Apakah kami hari ini bisa mengurus kepulangan pasien?” tanya Indra lagi.
“Tidak perlu. Aku yang bertanggung jawab atas
keadaan pasien.”
“Baiklah. Apakah kita bisa bersiap-siap
sekarang?” tanya Indra pada Ciro.
“Aku akan pergi bersama kalian bila Meggie juga
ikut denganku. Tidak ada yang aku kenal saat ini dan Meggie adalah orang yang
sangat berjasa. Jadi aku ingin Meggie ikut untuk memberikan penjelasan pada
mereka.”
“Tentu saja. Meggie akan ikut bersama kita,”
jawab Indra tegas.
Tidak memerlukan waktu lama untuk mereka
meninggalkan rumah sakit.
Bersama dengan 2 orang polisi yang datang atas
perintah Indra. Meggie dan Ciro berada semobil dengan Indra dan Andrian
sementara anggota yang di telepon oleh Indra mengawal mereka di belakang.
“Apa kau mengenal keluarga Sioulus Meg?” tanya
Indra melihat ke arah Meggie di kursi belakang.
“Mengenal secara pribadi tidak Pak. Siapalah
saya bisa mengenal mereka secara pribadi Pak. Tapi secara umum. Keluarga
Sioulus adalah keluarga yang sangat terkenal. Kehidupan keluarga mereka selalu
menjadi pujaan dan impian para pasangan muda,” jawab Meggie pelan.
“Begitu ….”
Mereka akhirnya tidak berbicara lagi karena
tersakiti.
Akhirnya mobil yang dikendarai oleh Andrian
sampai di depan lobi yang langsung terbuka dan bertanya heran.’
“Halo, apakah ada yang bisa aku bantu?” sapa
seorang wanita yang memiliki tubuh tegap.
“Kami ingin bertemu dengan Tuan Sioulus. Ada
yang perlu kami sampaikan pada beliau,” jawab Indra.
“Sayang sekali Tuan kami masih berada di
kantor. Apakah Bapak-bapak tidak bisa mengatakannya langsung?” tanya Jenny
lagi.
“Kami mohon maaf. Kalau kami boleh tahu apakah
Nyonya rumahnya ada? Dan maaf kami sedang bicara dengan siapa?”
“Aku Jenny. Orang kepercayaan keluarga ini.
Sementara Nyonya kami ….”
“Jenny … Siapa tamu yang datang?” terdengar
suara dari dalam rumah memotong ucapan Jenny.
Dan tidak berapa lama keluar seorang wanita
yang masih terlihat cantik di usianya yang sudah tidak muda lagi.
“Ada apa?
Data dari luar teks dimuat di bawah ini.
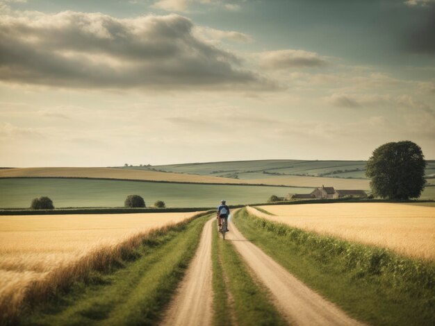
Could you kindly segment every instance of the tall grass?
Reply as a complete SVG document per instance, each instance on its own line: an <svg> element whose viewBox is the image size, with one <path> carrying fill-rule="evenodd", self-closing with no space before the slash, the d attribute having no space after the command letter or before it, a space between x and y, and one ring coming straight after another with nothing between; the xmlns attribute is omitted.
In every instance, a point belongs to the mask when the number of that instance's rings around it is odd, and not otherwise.
<svg viewBox="0 0 435 326"><path fill-rule="evenodd" d="M435 261L435 208L386 203L264 206L248 212L306 231Z"/></svg>
<svg viewBox="0 0 435 326"><path fill-rule="evenodd" d="M74 282L86 282L95 271L111 269L120 261L132 258L135 250L149 239L183 228L193 219L209 214L202 213L182 222L137 233L121 242L103 246L89 252L77 260L65 262L53 268L25 286L12 288L0 297L0 324L13 325L19 320L20 311L31 309L65 291ZM17 291L18 290L18 291Z"/></svg>
<svg viewBox="0 0 435 326"><path fill-rule="evenodd" d="M435 265L249 215L244 235L308 285L373 324L434 325Z"/></svg>
<svg viewBox="0 0 435 326"><path fill-rule="evenodd" d="M213 223L212 260L215 325L282 325L286 322L252 277L231 240L222 240Z"/></svg>

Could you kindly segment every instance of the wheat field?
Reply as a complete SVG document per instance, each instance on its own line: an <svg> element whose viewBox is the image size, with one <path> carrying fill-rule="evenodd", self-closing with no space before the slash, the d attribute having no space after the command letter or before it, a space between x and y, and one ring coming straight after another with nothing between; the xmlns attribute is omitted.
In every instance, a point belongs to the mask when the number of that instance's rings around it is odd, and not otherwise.
<svg viewBox="0 0 435 326"><path fill-rule="evenodd" d="M0 169L0 178L94 178L172 182L248 183L229 178L116 168L44 167Z"/></svg>
<svg viewBox="0 0 435 326"><path fill-rule="evenodd" d="M435 261L435 207L386 203L259 206L251 213L308 231Z"/></svg>
<svg viewBox="0 0 435 326"><path fill-rule="evenodd" d="M197 214L0 216L0 320Z"/></svg>

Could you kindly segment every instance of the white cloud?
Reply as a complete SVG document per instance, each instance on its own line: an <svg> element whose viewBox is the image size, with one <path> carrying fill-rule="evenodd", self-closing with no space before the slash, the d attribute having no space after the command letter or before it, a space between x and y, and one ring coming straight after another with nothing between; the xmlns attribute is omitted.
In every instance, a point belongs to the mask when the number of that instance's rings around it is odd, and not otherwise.
<svg viewBox="0 0 435 326"><path fill-rule="evenodd" d="M238 11L240 9L238 4L226 3L221 0L158 0L152 6L165 11L186 12L190 6L195 3L214 6L231 11Z"/></svg>
<svg viewBox="0 0 435 326"><path fill-rule="evenodd" d="M261 52L255 55L261 67L269 69L311 68L327 65L325 58L303 50L278 50Z"/></svg>
<svg viewBox="0 0 435 326"><path fill-rule="evenodd" d="M416 6L426 6L434 3L435 3L435 0L406 0L404 1L404 3L410 7Z"/></svg>
<svg viewBox="0 0 435 326"><path fill-rule="evenodd" d="M185 11L191 0L160 0L154 7L166 11Z"/></svg>
<svg viewBox="0 0 435 326"><path fill-rule="evenodd" d="M199 37L208 40L227 40L237 43L253 42L252 37L247 34L234 31L222 31L210 27L196 26L194 33Z"/></svg>
<svg viewBox="0 0 435 326"><path fill-rule="evenodd" d="M351 96L345 94L334 94L326 98L327 101L340 108L360 108L361 103Z"/></svg>
<svg viewBox="0 0 435 326"><path fill-rule="evenodd" d="M238 11L240 10L240 6L234 3L227 3L224 5L224 7L231 11Z"/></svg>
<svg viewBox="0 0 435 326"><path fill-rule="evenodd" d="M33 128L18 127L9 122L0 122L0 138L41 137L42 132Z"/></svg>
<svg viewBox="0 0 435 326"><path fill-rule="evenodd" d="M0 80L60 87L264 89L233 53L196 37L177 15L117 19L63 12L0 20ZM236 32L214 31L240 40ZM229 34L228 34L229 33Z"/></svg>

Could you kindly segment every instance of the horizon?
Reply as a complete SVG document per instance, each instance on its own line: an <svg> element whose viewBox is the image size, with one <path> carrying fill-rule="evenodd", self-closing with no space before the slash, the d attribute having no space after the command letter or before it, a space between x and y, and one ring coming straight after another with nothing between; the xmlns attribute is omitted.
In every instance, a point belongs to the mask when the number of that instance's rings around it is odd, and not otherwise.
<svg viewBox="0 0 435 326"><path fill-rule="evenodd" d="M401 140L435 157L434 14L430 0L0 0L0 165L367 160Z"/></svg>
<svg viewBox="0 0 435 326"><path fill-rule="evenodd" d="M262 160L229 160L229 161L209 161L209 162L186 162L181 163L168 163L168 164L151 164L149 163L140 163L133 164L132 167L140 167L145 166L147 164L150 164L150 166L163 166L165 165L189 165L189 164L206 164L212 163L233 163L238 162L258 162L258 161L304 161L304 162L367 162L368 160L299 160L299 159L262 159ZM435 161L435 159L425 159L426 162ZM124 167L123 164L120 165L95 165L95 166L66 166L66 165L47 165L47 166L0 166L0 169L28 169L28 168L120 168ZM130 162L128 163L130 167Z"/></svg>

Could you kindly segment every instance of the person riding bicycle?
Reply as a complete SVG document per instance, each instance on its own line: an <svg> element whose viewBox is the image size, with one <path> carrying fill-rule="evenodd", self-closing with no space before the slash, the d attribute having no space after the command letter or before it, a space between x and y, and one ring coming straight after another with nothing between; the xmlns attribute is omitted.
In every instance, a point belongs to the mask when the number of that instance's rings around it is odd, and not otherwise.
<svg viewBox="0 0 435 326"><path fill-rule="evenodd" d="M225 218L225 225L227 226L227 230L225 232L228 232L228 216L229 215L229 207L227 205L227 201L224 200L222 200L220 201L221 204L218 207L218 216L217 218L218 220L219 228L222 226L222 219Z"/></svg>

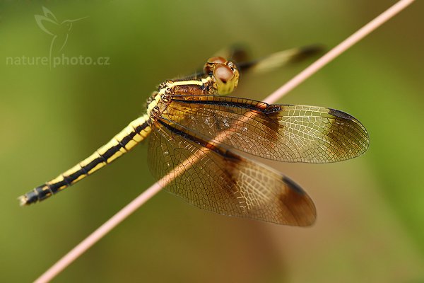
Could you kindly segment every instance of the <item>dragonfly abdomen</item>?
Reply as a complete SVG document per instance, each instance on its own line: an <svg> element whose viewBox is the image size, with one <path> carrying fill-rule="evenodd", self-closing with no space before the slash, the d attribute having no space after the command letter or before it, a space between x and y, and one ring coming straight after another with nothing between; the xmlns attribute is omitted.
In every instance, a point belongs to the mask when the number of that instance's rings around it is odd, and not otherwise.
<svg viewBox="0 0 424 283"><path fill-rule="evenodd" d="M35 187L19 197L21 205L30 204L45 200L73 185L129 151L143 140L151 131L149 116L145 115L132 121L107 144L90 156L62 173L54 179Z"/></svg>

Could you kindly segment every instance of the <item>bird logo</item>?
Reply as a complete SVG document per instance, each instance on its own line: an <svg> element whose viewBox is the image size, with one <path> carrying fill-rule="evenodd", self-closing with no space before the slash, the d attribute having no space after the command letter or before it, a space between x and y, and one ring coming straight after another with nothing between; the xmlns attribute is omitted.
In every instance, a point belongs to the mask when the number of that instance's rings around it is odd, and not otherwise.
<svg viewBox="0 0 424 283"><path fill-rule="evenodd" d="M51 67L52 55L54 54L59 54L59 52L64 49L68 42L69 33L72 29L73 23L88 17L79 18L73 20L65 20L61 23L59 23L50 10L43 6L42 11L44 15L35 15L34 17L35 18L35 22L37 22L40 28L52 37L49 52L49 59Z"/></svg>

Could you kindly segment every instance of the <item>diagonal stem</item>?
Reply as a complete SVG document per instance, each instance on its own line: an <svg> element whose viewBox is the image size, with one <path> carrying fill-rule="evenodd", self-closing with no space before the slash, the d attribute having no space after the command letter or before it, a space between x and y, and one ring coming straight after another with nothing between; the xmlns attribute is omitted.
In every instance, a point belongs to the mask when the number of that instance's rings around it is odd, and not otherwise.
<svg viewBox="0 0 424 283"><path fill-rule="evenodd" d="M306 68L304 71L295 76L288 83L271 93L269 96L266 98L264 101L268 103L272 103L277 101L281 97L287 94L290 91L298 86L334 58L337 57L349 47L361 40L372 31L382 25L389 19L412 4L413 1L414 0L400 0L399 1L396 2L389 9L381 13L374 20L368 23L356 33L353 33L352 35L330 50L325 55L319 58L314 63ZM60 273L72 262L73 262L88 248L97 243L105 235L109 233L119 223L121 223L134 212L138 209L146 202L160 191L163 187L161 185L170 182L171 178L175 178L175 175L176 173L175 171L173 171L170 175L168 174L167 176L164 177L164 178L161 179L160 181L157 182L148 189L145 190L139 197L131 201L125 207L124 207L112 218L105 222L105 224L93 232L88 237L84 239L81 243L80 243L70 252L61 258L35 282L37 283L47 282L54 278L59 273Z"/></svg>

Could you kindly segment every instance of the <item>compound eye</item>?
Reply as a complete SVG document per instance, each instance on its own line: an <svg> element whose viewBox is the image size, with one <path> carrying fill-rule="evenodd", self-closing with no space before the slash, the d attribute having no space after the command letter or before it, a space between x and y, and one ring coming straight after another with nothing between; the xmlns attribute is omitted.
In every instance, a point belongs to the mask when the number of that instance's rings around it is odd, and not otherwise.
<svg viewBox="0 0 424 283"><path fill-rule="evenodd" d="M208 63L209 63L209 64L213 64L213 63L225 64L225 63L227 63L227 60L225 60L225 58L223 58L219 56L216 56L216 57L211 57L211 58L208 59Z"/></svg>
<svg viewBox="0 0 424 283"><path fill-rule="evenodd" d="M215 77L224 83L231 81L234 78L234 74L231 69L226 65L219 65L215 68L213 72Z"/></svg>

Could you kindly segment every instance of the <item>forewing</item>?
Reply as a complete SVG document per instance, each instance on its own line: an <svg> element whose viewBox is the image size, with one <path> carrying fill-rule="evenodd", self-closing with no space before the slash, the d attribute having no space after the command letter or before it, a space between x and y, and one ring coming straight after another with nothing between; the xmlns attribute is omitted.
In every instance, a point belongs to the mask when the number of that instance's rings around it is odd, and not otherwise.
<svg viewBox="0 0 424 283"><path fill-rule="evenodd" d="M176 96L163 115L190 134L280 161L336 162L363 154L369 144L358 120L322 107Z"/></svg>
<svg viewBox="0 0 424 283"><path fill-rule="evenodd" d="M154 124L149 166L165 187L198 207L280 224L308 226L315 207L298 185L277 171L173 128Z"/></svg>

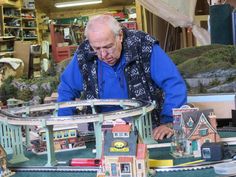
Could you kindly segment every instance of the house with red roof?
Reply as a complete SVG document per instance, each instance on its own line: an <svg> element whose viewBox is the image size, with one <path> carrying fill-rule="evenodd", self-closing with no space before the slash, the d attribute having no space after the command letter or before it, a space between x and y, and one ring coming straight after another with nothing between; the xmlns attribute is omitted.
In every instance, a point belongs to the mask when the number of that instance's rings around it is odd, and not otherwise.
<svg viewBox="0 0 236 177"><path fill-rule="evenodd" d="M103 173L112 177L148 176L148 150L130 124L117 124L104 132ZM101 173L98 174L101 176Z"/></svg>

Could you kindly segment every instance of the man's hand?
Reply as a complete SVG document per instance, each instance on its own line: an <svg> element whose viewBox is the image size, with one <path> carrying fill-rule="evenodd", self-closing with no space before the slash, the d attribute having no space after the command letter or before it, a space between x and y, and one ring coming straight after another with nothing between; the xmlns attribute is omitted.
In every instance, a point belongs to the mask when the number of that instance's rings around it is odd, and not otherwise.
<svg viewBox="0 0 236 177"><path fill-rule="evenodd" d="M170 128L170 123L162 124L153 130L153 138L155 140L163 140L164 137L170 138L173 134L174 131Z"/></svg>

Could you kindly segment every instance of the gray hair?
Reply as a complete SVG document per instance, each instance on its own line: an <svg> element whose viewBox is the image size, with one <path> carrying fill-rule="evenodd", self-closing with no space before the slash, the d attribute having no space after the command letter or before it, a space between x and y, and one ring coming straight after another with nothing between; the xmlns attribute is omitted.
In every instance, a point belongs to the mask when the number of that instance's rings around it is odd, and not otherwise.
<svg viewBox="0 0 236 177"><path fill-rule="evenodd" d="M84 35L87 39L88 39L89 31L91 29L95 29L94 27L96 27L95 26L96 24L102 24L102 25L109 26L109 28L112 30L112 32L114 33L115 36L118 36L121 31L120 23L113 16L111 16L111 15L97 15L97 16L91 17L85 27Z"/></svg>

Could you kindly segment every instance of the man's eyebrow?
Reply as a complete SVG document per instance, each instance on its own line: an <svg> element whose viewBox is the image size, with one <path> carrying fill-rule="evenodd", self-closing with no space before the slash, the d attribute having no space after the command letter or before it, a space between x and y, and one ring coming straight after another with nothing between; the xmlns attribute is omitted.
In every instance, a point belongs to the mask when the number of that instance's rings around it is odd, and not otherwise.
<svg viewBox="0 0 236 177"><path fill-rule="evenodd" d="M106 48L106 47L111 47L112 45L113 45L113 43L107 44L107 45L105 45L105 46L98 46L98 47L91 45L91 47L92 47L92 48Z"/></svg>

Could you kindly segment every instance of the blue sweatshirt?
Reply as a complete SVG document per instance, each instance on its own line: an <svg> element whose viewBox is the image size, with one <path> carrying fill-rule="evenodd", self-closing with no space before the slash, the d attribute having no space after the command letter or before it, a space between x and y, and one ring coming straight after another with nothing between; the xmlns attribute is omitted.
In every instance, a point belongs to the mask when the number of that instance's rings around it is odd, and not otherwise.
<svg viewBox="0 0 236 177"><path fill-rule="evenodd" d="M120 62L110 66L98 60L98 86L100 99L127 99L128 90L124 76L125 57L121 54ZM151 78L164 91L165 99L161 112L161 123L172 122L172 109L186 104L187 89L178 69L168 55L159 45L153 46L151 55ZM83 90L83 77L81 75L77 56L61 75L58 86L58 102L72 101L80 97ZM105 108L106 109L106 108ZM109 110L104 110L109 111ZM75 108L63 108L59 116L73 115Z"/></svg>

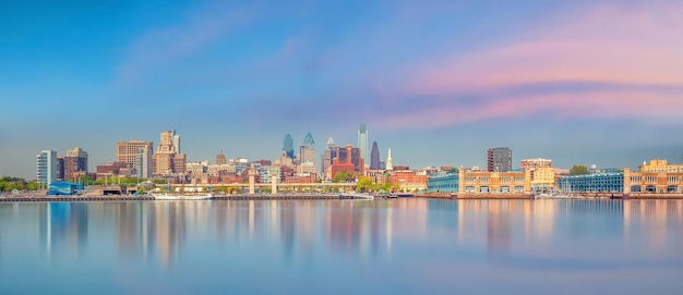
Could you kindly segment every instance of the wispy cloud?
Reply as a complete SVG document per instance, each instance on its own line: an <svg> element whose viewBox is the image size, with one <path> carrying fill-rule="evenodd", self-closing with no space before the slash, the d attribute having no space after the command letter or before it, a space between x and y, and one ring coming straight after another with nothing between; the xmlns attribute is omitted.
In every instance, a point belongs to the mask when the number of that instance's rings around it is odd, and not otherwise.
<svg viewBox="0 0 683 295"><path fill-rule="evenodd" d="M134 84L165 66L200 53L231 29L255 17L251 8L233 8L212 2L187 14L179 24L143 33L129 46L118 67L118 83Z"/></svg>
<svg viewBox="0 0 683 295"><path fill-rule="evenodd" d="M683 7L598 5L496 48L409 67L396 103L419 99L392 126L444 126L495 118L639 118L683 124ZM542 25L542 26L541 26ZM476 100L472 103L471 100ZM664 120L662 120L664 119Z"/></svg>

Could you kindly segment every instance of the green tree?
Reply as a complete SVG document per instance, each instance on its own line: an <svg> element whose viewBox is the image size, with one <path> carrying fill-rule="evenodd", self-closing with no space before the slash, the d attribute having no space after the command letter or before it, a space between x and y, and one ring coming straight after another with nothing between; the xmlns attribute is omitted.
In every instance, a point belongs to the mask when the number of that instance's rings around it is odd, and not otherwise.
<svg viewBox="0 0 683 295"><path fill-rule="evenodd" d="M570 169L570 175L586 175L588 174L588 168L585 165L573 165L572 169Z"/></svg>

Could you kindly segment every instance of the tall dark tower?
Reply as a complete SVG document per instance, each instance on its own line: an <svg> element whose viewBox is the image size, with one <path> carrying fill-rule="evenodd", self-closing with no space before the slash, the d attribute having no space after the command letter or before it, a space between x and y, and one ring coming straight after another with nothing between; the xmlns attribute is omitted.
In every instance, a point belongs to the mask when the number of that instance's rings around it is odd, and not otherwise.
<svg viewBox="0 0 683 295"><path fill-rule="evenodd" d="M285 142L283 143L283 151L285 155L289 157L289 159L295 159L295 140L291 138L291 135L285 135Z"/></svg>
<svg viewBox="0 0 683 295"><path fill-rule="evenodd" d="M372 143L372 152L370 152L370 170L380 169L380 148L378 142Z"/></svg>

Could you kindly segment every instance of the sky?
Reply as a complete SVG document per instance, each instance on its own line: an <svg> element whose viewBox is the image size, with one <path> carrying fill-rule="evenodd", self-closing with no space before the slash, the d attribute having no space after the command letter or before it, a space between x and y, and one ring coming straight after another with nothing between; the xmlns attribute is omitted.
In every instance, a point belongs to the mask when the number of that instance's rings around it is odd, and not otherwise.
<svg viewBox="0 0 683 295"><path fill-rule="evenodd" d="M1 1L0 175L176 130L190 161L286 134L394 164L683 162L681 1ZM155 147L156 149L156 147Z"/></svg>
Apakah kalian sudah menemukan Ciro
ku?” tanya wanita yang ternyata Khayrani.
“Mohon maaf Nyonya. Kami tidak tahu apakah
korban kejahatan yang kami temukan adalah anggota keluarga Nyonya atau bukan.
Kami tidak dapat memastikan karena kami tidak dapat melihat rupa putra Nyonya.”
“Lalu? Apakah kalian tidak bisa bertanya
padanya? Sudah berapa lama kalian menemukan putraku?” tanya Khay tajam dan
tidak sabaran.
“Kami mohon maaf Nyonya. Kami tidak bisa
bertanya dengannya karena dia sendiri lupa dan tidak mengenal dirinya sendiri,”
jawab Andrian.
“Apa? Apa maksud Anda Ciro ku tidak ingat apa
pun?” tanya Khay dengan wajah pucat.
“Kami mohon maaf Nyonya. Karena sampai sekarang
kami tidak bisa mengetahuinya. Dan kami hanya menduganya saja setelah mendengar
ucapan Dokter Meggie. Dokter Meggie adalah orang yang menemukannya pertama
kali,” beritahu Andrian menjelaskan.
“Lalu di mana Putraku dan juga Dokter Meggie
itu?” tanya Khay tidak sabar.
“Dokter Meggie, Anda sudah bisa keluar bersama
dengan korban,” ucap Andrian sambil membukakan pintu mobil dan keluarlah Meggie
dan Ciro.
Khay sangat terkejut dan dia langsung berlari
menuju Ciro yang berdiri mematung saat menerima pelukan dari seorang wanita.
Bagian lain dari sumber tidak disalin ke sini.